Electric vehicles such as hybrid, plug-in hybrid and battery electric vehicles are a low-pollution low-carbon alternative to conventional petrol and diesel vehicles. They currently only represent a fraction of the vehicle fleet, but demand and supply is rapidly accelerating. It is important to understand the changes in relative costs of electric vehicles, to inform scenarios of the future vehicle fleet mix and subsequent impacts on expected trends in emissions of carbon dioxide and air quality pollutants. This is of interest to policymakers worldwide who are under pressure to cut carbon emissions and improve urban air quality.
Barriers to adoption of hybrid and electric vehicles still exist including the high initial cost. Total Cost of Ownership considers all vehicle costs to ascertain whether the cheaper running costs of electric vehicles can offset the higher initial cost. By modelling hybrid vehicle ownership costs from 2000 to 2015 in different geographic vehicle markets a link between cost and adoption is proven. This research found that ownership costs of hybrid and electric vehicles are falling compared to conventional vehicles, with costs already cheaper in the UK, USA and Japan with the current subsidies available, and findings that by 2030, subsidies could be phased out.
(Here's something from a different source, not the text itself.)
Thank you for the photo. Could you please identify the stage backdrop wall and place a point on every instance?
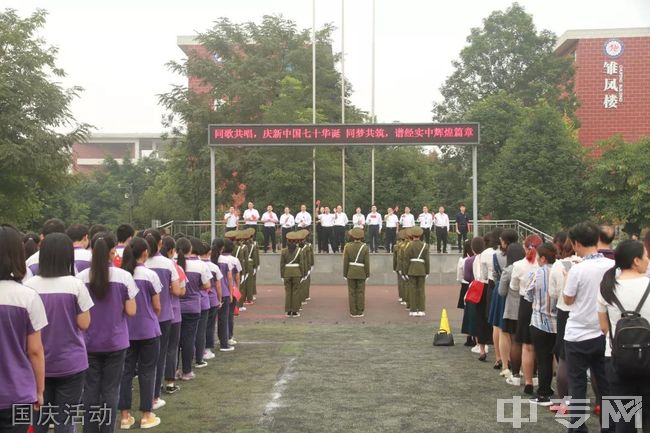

This study uses three future fleet scenarios resulting from an extended generalized bass model. This model includes a fleet turnover unit with an age based scrappage curve to create scenarios of hybrid and electric vehicle uptake, which also includes the on-road fleet share of petrol and diesel vehicles by Euro standard. These scenarios characterize three different futures: Business as Usual, Battery Bonanza (where the current 2040 target of 100% hybrid and electric vehicle market share is met) and Diesel Persists, where battery price, fuel price and subsidy level vary depending upon market conditions.
Hybrid and electric vehicles have lower operational CO2 and NOx emissions; however, most modelling studies to date are based on either single vehicle models or high-level estimates. This thesis assesses the impact the evolving fleet has on trends in tail-pipe emissions of CO2 and NOX from 2015 to 2040 over a typical UK urban road network. A coupled microscopic traffic and instantaneous emission-modelling framework that can properly account for the impact of traffic congestion was used to assess vehicle emissions over 24-hours of a typical day for the three future vehicle fleet scenarios. This thesis concludes that the adoption of hybrid and electric vehicles could reduce network level emissions of CO2 and NOx by up to 31.6% and 95% respectively by 2040, with greater effects during congested conditions.